Wenn wir an Dinosaurier denken, fallen uns zuerst spektakuläre Riesenformen aus weit entfernten Gebieten der Erde ein. Doch kurz vor dem Aussterbeereignis am Ende der Kreidezeit lebten einige der ungewöhnlichsten Dinosaurier aller Zeiten mitten in Europa – auf kleinen Inseln inmitten eines subtropischen Meeres. In diesem Vortrag werden die einzigartigen Dinosaurier aus Transsilvanien vorgestellt.

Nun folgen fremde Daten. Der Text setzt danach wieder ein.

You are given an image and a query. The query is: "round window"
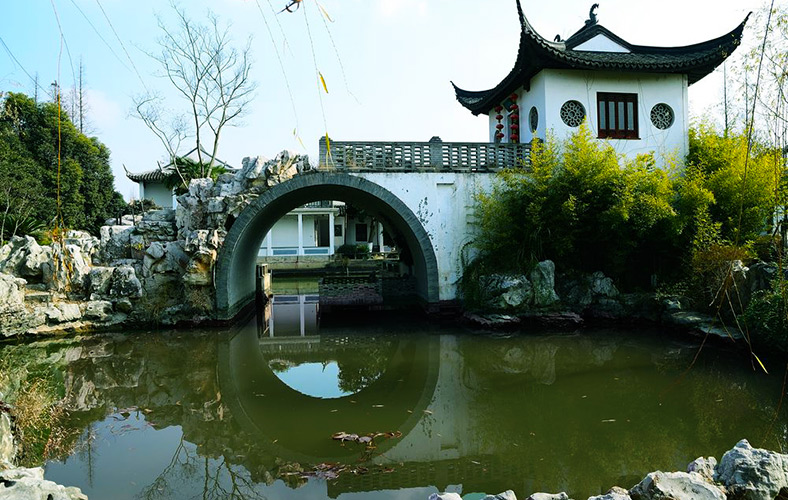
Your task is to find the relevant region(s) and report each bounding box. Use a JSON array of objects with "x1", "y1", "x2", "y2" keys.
[
  {"x1": 561, "y1": 101, "x2": 586, "y2": 127},
  {"x1": 528, "y1": 106, "x2": 539, "y2": 133},
  {"x1": 651, "y1": 102, "x2": 675, "y2": 130}
]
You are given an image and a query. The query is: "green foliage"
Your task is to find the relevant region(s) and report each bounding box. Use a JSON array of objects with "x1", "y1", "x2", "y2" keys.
[
  {"x1": 687, "y1": 124, "x2": 782, "y2": 243},
  {"x1": 465, "y1": 125, "x2": 782, "y2": 296},
  {"x1": 477, "y1": 126, "x2": 676, "y2": 284},
  {"x1": 744, "y1": 279, "x2": 788, "y2": 352},
  {"x1": 0, "y1": 93, "x2": 123, "y2": 234}
]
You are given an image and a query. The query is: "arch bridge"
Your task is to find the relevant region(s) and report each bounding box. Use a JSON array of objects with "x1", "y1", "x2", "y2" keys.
[{"x1": 214, "y1": 138, "x2": 529, "y2": 320}]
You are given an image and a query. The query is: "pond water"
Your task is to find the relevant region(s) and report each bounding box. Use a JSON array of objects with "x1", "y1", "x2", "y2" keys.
[{"x1": 0, "y1": 296, "x2": 787, "y2": 500}]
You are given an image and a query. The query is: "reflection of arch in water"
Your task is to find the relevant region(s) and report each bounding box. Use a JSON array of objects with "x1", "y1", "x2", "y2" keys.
[
  {"x1": 218, "y1": 325, "x2": 440, "y2": 463},
  {"x1": 214, "y1": 172, "x2": 439, "y2": 320}
]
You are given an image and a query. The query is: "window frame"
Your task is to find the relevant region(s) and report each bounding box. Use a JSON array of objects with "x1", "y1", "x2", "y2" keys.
[
  {"x1": 596, "y1": 92, "x2": 640, "y2": 140},
  {"x1": 353, "y1": 222, "x2": 369, "y2": 243}
]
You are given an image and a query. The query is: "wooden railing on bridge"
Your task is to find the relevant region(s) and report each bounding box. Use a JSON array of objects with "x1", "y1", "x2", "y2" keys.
[{"x1": 319, "y1": 137, "x2": 531, "y2": 171}]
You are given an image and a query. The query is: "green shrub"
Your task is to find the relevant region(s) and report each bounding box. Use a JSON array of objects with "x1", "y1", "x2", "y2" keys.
[
  {"x1": 476, "y1": 126, "x2": 678, "y2": 282},
  {"x1": 744, "y1": 280, "x2": 788, "y2": 352}
]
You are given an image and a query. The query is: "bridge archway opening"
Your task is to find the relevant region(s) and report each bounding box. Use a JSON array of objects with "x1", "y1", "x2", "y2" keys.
[{"x1": 214, "y1": 172, "x2": 439, "y2": 320}]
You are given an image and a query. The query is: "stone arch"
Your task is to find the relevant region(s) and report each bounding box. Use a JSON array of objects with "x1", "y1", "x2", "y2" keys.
[{"x1": 214, "y1": 171, "x2": 439, "y2": 320}]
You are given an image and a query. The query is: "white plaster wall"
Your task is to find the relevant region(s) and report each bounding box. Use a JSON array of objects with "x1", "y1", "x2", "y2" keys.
[
  {"x1": 360, "y1": 172, "x2": 495, "y2": 300},
  {"x1": 540, "y1": 70, "x2": 689, "y2": 167},
  {"x1": 140, "y1": 182, "x2": 172, "y2": 208},
  {"x1": 296, "y1": 215, "x2": 317, "y2": 248},
  {"x1": 488, "y1": 73, "x2": 546, "y2": 143},
  {"x1": 263, "y1": 215, "x2": 298, "y2": 247},
  {"x1": 488, "y1": 68, "x2": 689, "y2": 167}
]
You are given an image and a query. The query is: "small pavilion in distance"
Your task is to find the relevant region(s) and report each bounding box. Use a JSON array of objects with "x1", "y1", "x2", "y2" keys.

Felix Augustin arbeitet als wissenschaftlicher Mitarbeiter am Fachbereich Geowissenschaften der Universität Tübingen. Seine Forschungsschwerpunkte sind die Evolution und Ökologie fossiler Wirbeltiere. Sein aktuelles Forschungsprojekt befasst sich mit der Diversität und Paläoökologie der Oberkreide Transsilvaniens – der „Insel der Zwergdinosaurier“.


Freitag, 8. August 

Symmetrien in Mathematik und Allgemeiner Relativitätstheorie

Prof. Dr. Carla Cederbaum

Bereits in der Schule beschäftigen wir uns mit Symmetrien wie etwa der Spiegelsymmetrie ebener Figuren oder der Rotationssymmetrie dreidimensionaler Körper. Diese sind nicht nur ästhetisch, die Symmetrie hilft uns auch, z.B. den Flächeninhalt einer ebenen Figur oder das Volumen eines dreidimensionalen Körpers zu bestimmen. Auch in der mathematischen Forschung spielen Symmetrien eine große Rolle.
Wir werden über die mathematische Definition von Symmetrien sprechen und ergründen, welche Rolle Symmetrien in der (Differential-)Geometrie und Einsteins Allgemeiner Relativitätstheorie spielen.

Carla Cederbaum studierte Mathematik und Physik in Freiburg und Cambridge und wurde 2011 in Berlin promoviert. Anschließend war sie Professorin an der Duke University. Seit 2019 ist sie Lehrstuhlinhaberin in Tübingen. Sie erhielt u.a. den Manfred-Fuchs-Preis der Heidelberger Akademie der Wissenschaften und den Tübinger Preis für Wissenschaftskommunikation.


Freitag, 11. August 

Die Natur der Mikroorganismen – clevere Chemikerin mit Alternative für Glyphosat?

Prof. Dr. Stephanie Grond

Mikrobielle Naturstoffe sind eine vielversprechende Quelle zur Entdeckung neuer chemischer Strukturen. Sie erfordern den Einsatz moderner chemischer Analytik. Die produzierten Moleküle verschaffen den Mikroorganismen in ihrem Lebensraum offensichtlich einen Vorteil. Wir staunen, wie clever die Natur die erfolgreichen Lebensgemeinschaften eingerichtet hat – auf molekularer Ebene. Der Vortrag zeigt, mit welchen Forschungsmethoden die Moleküle aus den Bakterien entdeckt und weiterentwickelt werden. Wir Menschen wollen hier die Chemie der Natur als Vorbild für Innovationen in technischen Anwendungen der Medizin, Landwirtschaft oder Materialtechnik nutzen.

Prof. Dr. Stephanie Grond ist seit 2009 Professorin am Institut für Organische Chemie der Universität Tübingen. Sie hat in Göttingen Chemie und Biologie studiert und zur Chemie bakterieller Wirkstoffe promoviert. Forschungsarbeiten zur Molekularbiologie neuer Naturstoffe führten Sie 2001 an die University of Washington und 2018 zur Enzymchemie an die McGill University in Montreal.